Kepingan 91

//TITIK DIDIH//

Hari ini, aku melihat Darso tertawa, sedangkan aku naik pitam dibuatnya. Aku baru menyadari, beberapa hari sebelumnya, dia selalu melakukan hal yang tidak seperlunya dia lakukan. Tentu saja itu hal baik, seperti sering mengajak makan bersama tim, sering memperhatikan makanan dan kesehatan bahkan hingga memenuhi keperluan timnya. Kebaikan yang dia lakukan, aku pikir hanya berdasarkan basis kekeluargaan yang memang di terapkan di timku. Bahkan Aira selalu bilang, dia memang terlalu perhatian pada rekan kerjanya.

Belakangan, dia sering mengirimiku makanan kesukaanku, dia selalu standby di tempat kerjaku, dia memperhatikan pakaianku dan terakhir dia menyuruhku membeli sebuah tas dengan dalih ‘tugas’. Aku tidak mengikutinya.

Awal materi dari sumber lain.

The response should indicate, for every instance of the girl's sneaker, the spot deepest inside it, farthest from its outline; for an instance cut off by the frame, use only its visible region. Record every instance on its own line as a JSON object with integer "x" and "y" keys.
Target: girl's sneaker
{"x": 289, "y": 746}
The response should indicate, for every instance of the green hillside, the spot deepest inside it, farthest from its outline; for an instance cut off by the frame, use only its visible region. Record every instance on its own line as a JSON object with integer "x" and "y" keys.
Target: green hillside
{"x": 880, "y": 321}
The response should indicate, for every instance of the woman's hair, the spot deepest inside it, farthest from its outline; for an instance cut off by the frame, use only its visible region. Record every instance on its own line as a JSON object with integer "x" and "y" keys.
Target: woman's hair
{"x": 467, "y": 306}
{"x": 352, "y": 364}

Esoknya dia bilang memintaku membeli tas merupakan ’ujian kepribadian’ untuk pekerjaannya dan aku salah satu pegawainya yang memiliki ego tidak mengikutinya.
Kedua kalinya, aku mengikutinya dan dia tertawa.

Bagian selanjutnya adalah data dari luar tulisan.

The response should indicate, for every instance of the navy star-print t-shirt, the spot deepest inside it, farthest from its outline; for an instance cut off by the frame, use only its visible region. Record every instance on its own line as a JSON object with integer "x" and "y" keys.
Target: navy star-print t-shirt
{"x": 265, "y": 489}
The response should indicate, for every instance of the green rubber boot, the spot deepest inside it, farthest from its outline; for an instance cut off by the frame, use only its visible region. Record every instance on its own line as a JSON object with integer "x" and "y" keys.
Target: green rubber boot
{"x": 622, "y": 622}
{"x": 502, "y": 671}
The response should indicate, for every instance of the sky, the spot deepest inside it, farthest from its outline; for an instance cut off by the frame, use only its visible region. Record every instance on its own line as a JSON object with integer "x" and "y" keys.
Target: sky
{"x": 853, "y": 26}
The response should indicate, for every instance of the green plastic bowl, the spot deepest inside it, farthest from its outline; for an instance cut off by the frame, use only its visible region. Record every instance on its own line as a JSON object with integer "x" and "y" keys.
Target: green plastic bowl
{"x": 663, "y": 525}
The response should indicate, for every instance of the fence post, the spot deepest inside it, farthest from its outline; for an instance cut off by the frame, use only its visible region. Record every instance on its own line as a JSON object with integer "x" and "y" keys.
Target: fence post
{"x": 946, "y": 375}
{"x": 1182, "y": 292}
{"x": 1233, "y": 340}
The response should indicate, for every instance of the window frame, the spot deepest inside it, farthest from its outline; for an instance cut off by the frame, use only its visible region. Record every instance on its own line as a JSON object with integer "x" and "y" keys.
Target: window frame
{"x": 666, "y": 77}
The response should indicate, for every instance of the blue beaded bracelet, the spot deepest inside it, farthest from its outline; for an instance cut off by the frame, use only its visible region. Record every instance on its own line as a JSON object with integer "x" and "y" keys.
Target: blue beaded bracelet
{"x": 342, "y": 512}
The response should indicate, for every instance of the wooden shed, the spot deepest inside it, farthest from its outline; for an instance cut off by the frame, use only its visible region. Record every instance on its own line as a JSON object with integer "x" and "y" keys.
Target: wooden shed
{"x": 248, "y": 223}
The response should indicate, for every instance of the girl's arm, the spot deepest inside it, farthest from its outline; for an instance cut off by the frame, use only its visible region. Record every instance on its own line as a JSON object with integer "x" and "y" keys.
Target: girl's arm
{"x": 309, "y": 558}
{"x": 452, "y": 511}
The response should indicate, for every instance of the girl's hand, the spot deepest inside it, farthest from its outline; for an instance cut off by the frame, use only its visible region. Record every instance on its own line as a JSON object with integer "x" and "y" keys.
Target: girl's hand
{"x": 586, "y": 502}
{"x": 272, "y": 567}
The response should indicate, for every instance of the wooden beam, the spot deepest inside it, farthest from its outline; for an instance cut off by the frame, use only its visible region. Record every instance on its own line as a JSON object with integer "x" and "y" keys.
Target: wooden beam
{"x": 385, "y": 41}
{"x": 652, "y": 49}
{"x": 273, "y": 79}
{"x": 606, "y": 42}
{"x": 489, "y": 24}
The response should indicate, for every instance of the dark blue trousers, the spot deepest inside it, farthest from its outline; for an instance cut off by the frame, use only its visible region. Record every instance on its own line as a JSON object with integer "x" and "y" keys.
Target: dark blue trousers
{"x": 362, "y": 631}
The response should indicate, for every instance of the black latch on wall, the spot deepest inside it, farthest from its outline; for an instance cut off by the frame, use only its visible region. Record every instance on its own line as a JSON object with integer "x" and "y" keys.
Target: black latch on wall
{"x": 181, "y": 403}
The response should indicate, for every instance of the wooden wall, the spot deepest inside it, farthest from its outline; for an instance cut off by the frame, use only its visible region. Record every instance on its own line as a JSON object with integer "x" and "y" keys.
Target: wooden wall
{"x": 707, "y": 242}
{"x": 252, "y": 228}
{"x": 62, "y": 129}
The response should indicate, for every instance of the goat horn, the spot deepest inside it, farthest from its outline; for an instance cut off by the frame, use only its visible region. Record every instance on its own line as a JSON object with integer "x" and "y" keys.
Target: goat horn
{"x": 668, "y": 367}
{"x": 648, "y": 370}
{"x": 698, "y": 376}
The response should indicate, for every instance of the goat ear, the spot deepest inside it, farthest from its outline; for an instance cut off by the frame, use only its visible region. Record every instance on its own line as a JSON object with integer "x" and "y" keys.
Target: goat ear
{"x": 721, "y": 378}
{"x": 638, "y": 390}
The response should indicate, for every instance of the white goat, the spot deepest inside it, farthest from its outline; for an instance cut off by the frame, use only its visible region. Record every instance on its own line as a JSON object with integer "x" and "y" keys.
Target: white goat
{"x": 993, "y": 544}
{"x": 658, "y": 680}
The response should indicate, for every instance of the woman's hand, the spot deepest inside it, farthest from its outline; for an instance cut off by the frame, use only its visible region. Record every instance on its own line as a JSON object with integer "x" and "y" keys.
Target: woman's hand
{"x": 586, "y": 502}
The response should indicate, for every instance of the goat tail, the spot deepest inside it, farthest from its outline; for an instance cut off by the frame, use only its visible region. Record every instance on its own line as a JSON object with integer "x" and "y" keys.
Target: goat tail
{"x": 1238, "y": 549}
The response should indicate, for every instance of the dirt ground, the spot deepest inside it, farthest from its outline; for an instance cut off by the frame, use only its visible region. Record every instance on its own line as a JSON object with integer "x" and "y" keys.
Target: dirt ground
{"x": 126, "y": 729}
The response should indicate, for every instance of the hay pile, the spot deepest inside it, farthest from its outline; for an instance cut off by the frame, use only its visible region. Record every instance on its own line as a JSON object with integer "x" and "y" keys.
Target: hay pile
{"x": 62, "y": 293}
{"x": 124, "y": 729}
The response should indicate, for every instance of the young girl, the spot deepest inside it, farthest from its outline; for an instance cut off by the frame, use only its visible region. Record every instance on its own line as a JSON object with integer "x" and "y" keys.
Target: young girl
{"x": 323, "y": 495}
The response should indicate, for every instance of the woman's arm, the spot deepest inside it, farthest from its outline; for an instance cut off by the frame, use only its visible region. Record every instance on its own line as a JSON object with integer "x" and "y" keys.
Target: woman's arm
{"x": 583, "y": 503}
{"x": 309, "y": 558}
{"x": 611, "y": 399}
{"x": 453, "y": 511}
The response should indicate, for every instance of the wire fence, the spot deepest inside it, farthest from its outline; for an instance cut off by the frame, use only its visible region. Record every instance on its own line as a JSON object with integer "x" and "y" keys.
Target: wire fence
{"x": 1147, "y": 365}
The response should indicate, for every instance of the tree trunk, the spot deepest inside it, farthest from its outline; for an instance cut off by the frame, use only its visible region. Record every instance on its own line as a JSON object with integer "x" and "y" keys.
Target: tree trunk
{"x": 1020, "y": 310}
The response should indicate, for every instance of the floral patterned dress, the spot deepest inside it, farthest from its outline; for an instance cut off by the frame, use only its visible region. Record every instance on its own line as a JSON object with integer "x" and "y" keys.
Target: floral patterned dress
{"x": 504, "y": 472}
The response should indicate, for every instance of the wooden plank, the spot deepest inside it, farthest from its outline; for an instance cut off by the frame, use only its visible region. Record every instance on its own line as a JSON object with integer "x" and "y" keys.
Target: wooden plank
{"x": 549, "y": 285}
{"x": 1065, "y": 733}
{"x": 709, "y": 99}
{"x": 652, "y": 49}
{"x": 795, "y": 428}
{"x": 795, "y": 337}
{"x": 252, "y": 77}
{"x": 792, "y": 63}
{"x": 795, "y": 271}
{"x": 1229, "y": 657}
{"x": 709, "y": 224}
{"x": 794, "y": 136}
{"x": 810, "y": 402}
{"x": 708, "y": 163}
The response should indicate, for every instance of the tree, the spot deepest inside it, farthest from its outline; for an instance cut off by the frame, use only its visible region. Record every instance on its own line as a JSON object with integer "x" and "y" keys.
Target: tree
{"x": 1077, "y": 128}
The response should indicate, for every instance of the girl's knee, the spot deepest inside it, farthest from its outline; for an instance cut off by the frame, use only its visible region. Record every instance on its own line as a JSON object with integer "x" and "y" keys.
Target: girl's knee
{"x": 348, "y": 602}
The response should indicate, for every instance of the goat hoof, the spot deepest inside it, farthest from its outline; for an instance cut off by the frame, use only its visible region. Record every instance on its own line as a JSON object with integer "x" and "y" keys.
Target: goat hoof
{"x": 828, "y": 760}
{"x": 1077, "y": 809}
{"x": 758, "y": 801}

“Nah, kan apa susahnya melakukan sesuai perintahku, lagipula tasnya untukmu juga..Tak ada ruginya.. Tapi aku jadi senang juga.. mungkin karna aku tak punya anak perempuan, ada kau rasanya seperti punya boneka
Aku murka semurka-murkanya. Menurutnya anak perempuan itu boneka? Mengetahui bahwa aku dianggap sebagai benda yang bisa digerakan seperti kemauannya. Aku pulang dengan air mata kekesalan. Pikiranku mulai berhamburan kemana-mana dan berfikir bahwa setiap orang selalu mempermainkanku semaunya. Seperti itukah orang-orang melihatku? Aku diam pada prinsipku, dan orang-orang kelelahan. Aku mencoba berbaik hati, lalu mereka memanfaatkan.
Kuro aku harus bagaimana?
Aku terdiam ketika memikirkan kuro. Aku tak bisa bicara dengannya. Aku sudah memutuskan untuk percaya Hasa.

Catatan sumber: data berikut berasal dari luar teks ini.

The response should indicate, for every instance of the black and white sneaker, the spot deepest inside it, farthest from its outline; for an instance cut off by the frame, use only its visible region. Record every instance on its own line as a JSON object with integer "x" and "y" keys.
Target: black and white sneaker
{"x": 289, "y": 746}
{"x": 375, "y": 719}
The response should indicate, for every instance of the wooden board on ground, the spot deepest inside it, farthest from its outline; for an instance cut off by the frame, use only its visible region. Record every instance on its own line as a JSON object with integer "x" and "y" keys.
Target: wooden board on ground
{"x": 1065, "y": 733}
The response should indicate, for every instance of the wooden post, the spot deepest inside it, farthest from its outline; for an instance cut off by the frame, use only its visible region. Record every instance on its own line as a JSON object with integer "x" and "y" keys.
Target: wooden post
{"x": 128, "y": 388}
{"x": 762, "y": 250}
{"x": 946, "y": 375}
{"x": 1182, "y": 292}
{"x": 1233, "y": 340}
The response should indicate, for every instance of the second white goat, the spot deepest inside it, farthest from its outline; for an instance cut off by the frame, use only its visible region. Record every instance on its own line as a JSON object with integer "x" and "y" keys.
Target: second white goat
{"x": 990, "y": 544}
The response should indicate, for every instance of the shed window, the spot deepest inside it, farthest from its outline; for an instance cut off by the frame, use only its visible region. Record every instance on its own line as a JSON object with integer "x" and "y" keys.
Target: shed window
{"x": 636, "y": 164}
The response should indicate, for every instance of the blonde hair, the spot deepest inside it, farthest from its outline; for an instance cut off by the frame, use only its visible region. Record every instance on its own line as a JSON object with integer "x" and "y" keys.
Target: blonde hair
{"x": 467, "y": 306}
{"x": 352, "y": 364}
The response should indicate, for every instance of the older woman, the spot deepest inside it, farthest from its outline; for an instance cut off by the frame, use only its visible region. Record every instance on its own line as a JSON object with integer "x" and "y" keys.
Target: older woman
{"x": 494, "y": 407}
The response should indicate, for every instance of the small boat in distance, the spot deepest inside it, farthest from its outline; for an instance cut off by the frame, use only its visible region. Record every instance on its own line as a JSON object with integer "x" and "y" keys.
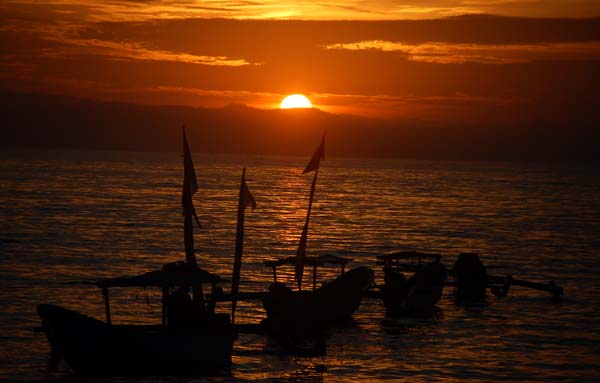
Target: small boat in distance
{"x": 332, "y": 302}
{"x": 417, "y": 295}
{"x": 190, "y": 339}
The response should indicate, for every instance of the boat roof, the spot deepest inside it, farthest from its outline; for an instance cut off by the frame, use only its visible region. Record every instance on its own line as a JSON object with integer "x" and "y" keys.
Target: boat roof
{"x": 310, "y": 261}
{"x": 411, "y": 255}
{"x": 172, "y": 274}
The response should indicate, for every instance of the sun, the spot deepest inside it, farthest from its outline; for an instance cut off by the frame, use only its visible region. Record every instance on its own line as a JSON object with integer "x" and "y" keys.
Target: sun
{"x": 295, "y": 101}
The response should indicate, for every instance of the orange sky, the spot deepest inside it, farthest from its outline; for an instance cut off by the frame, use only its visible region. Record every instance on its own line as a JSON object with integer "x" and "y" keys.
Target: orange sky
{"x": 415, "y": 59}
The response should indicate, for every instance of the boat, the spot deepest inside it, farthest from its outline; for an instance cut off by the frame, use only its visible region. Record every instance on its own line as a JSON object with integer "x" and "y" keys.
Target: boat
{"x": 332, "y": 302}
{"x": 301, "y": 310}
{"x": 200, "y": 342}
{"x": 190, "y": 339}
{"x": 417, "y": 295}
{"x": 470, "y": 277}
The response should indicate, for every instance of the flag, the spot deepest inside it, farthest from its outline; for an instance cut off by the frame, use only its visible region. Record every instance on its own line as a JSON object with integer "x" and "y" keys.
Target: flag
{"x": 319, "y": 155}
{"x": 245, "y": 199}
{"x": 190, "y": 182}
{"x": 300, "y": 253}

Aleya : [Hei..Aku mau cerita....]
Ini pertama kalinya aku sendiri yang mulai bercerita pada Hasa. Aku ingin bersandar padanya.
Hasa : [Kau bodoh Aley. Kubilang apa. Lalu kenapa kau baru cerita padaku ketika semuanya sudah membuatmu kesal!? Itu salahmu Aley, atau sebenarnya diam-diam kau juga senang dimanjakan, senang dipuji oleh Darso? Hingga kau tidak sadar cuma dianggap boneka]
Aku mendapati Hasa marah besar padaku. Tulang – tulangku terasa remuk untuk kesekian kalinya.
Kuro tiba-tiba memelukku. Aku tahu sebenarnya dia ingin mengatakan “sudah kubilang tak usah mengandalkannya” Tapi dia hanya diam memelukku.
Maaf” ucapnya membuatku semakin lemas.
Aku tertawa getir di sela – sela tangisanku.
“haha.. sebenarnya aku bercerita hanya ingin pembenaran ya?”
Kuro menggeleng.
“Seharusnya aku memberi tahu soal Darso”
“Kuro kau sudah tahu!?” Aku tidak bisa menahan bentakanku.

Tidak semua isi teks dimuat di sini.